Wajah lelah dan marah itu terlihat pada paras mereka. Di siang itu, mereka berkumpul, kemudian membuat blokade untuk menghadang aparat yang sudah bersenjata lengkap menuju daerah mereka, pemukiman yang satu-satunya milik mereka. Tujuan mereka hanya satu, mempertahankan rumah-rumah yang mereka miliki dari penggusuran. Demi semua itu, mereka tidak segan-segan meneriaki aparat, “ini tanah kami!” atau juga “aparat anjing!”
Perlawanan dilakukan.
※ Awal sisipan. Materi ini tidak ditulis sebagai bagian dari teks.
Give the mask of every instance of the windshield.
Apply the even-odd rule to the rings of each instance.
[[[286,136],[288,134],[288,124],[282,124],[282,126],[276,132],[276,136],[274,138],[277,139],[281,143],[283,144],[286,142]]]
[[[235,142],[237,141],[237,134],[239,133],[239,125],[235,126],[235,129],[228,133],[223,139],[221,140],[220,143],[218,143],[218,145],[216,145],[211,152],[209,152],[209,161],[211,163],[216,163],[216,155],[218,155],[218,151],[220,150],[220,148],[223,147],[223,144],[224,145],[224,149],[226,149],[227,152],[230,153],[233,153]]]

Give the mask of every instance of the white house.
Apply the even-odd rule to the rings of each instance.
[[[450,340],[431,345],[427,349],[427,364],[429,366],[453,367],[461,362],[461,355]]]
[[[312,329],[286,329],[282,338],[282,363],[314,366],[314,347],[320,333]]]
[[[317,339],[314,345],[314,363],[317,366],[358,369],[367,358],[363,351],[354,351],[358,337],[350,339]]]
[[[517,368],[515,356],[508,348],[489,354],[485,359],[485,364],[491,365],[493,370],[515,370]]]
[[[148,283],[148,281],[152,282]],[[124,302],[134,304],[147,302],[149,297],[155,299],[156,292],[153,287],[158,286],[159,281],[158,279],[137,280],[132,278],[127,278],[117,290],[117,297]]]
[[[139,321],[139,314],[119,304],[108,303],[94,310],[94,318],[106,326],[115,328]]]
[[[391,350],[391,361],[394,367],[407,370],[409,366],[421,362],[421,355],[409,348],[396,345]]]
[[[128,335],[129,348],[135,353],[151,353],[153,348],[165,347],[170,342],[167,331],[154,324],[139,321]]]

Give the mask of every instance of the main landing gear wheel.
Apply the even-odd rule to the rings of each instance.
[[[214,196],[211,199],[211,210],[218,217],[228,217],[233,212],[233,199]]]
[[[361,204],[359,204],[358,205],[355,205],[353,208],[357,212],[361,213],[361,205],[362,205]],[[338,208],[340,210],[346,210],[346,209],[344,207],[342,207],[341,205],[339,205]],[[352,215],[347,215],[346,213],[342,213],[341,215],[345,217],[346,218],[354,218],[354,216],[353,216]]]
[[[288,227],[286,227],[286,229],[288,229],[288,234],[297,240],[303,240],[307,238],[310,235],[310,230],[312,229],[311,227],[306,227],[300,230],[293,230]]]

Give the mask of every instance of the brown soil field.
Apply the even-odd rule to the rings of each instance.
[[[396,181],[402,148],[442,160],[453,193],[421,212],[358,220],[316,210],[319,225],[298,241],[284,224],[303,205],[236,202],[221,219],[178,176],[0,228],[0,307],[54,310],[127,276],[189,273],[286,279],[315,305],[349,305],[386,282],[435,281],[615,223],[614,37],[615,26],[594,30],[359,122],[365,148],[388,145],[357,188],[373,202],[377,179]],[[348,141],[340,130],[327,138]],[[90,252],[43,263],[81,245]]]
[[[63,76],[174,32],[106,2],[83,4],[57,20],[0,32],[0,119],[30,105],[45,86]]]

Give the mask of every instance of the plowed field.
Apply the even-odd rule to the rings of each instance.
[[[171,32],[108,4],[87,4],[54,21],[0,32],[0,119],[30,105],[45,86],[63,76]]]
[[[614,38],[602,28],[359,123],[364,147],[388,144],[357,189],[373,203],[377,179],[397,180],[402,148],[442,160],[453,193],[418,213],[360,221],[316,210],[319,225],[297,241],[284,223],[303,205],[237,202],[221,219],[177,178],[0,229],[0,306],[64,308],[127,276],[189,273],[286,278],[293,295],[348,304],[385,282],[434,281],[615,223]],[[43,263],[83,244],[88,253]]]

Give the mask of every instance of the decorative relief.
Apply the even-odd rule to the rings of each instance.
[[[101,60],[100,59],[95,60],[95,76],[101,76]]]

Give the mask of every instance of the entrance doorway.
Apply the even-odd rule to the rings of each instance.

Dengan persenjataan sederhana, plastik yang berisikan air cabai dijadikan sebagai bahan timpukan, mereka melawan sebisanya. Walau cepat atau lambat mereka pasti tergusur, walau aparat dengan segera pasti mengalahkan mereka, walau tidak ada surat kabar yang membela penderitaan mereka, walau mereka juga pasti akan kalah dalam hukum; mereka tetap melawan. Mereka tahu konsekuensi dari itu semua, tetapi mereka tetap melakukannya. Karena bagi mereka, satu-satunya yang tinggal dimiliki adalah kehormatan.
Lalu, ANDA hanya melihatnya kan? Ya, Anda hanya melihatnya dari layar kaca ataupun juga membaca kejadian itu dari surat kabar sambil meminum kopi, merokok, ataupun juga berguyon dengan teman sebelah Anda. Anda hanya melihatnya, bukan merasakannya. Saya ulangi, Anda hanya melihatnya kan?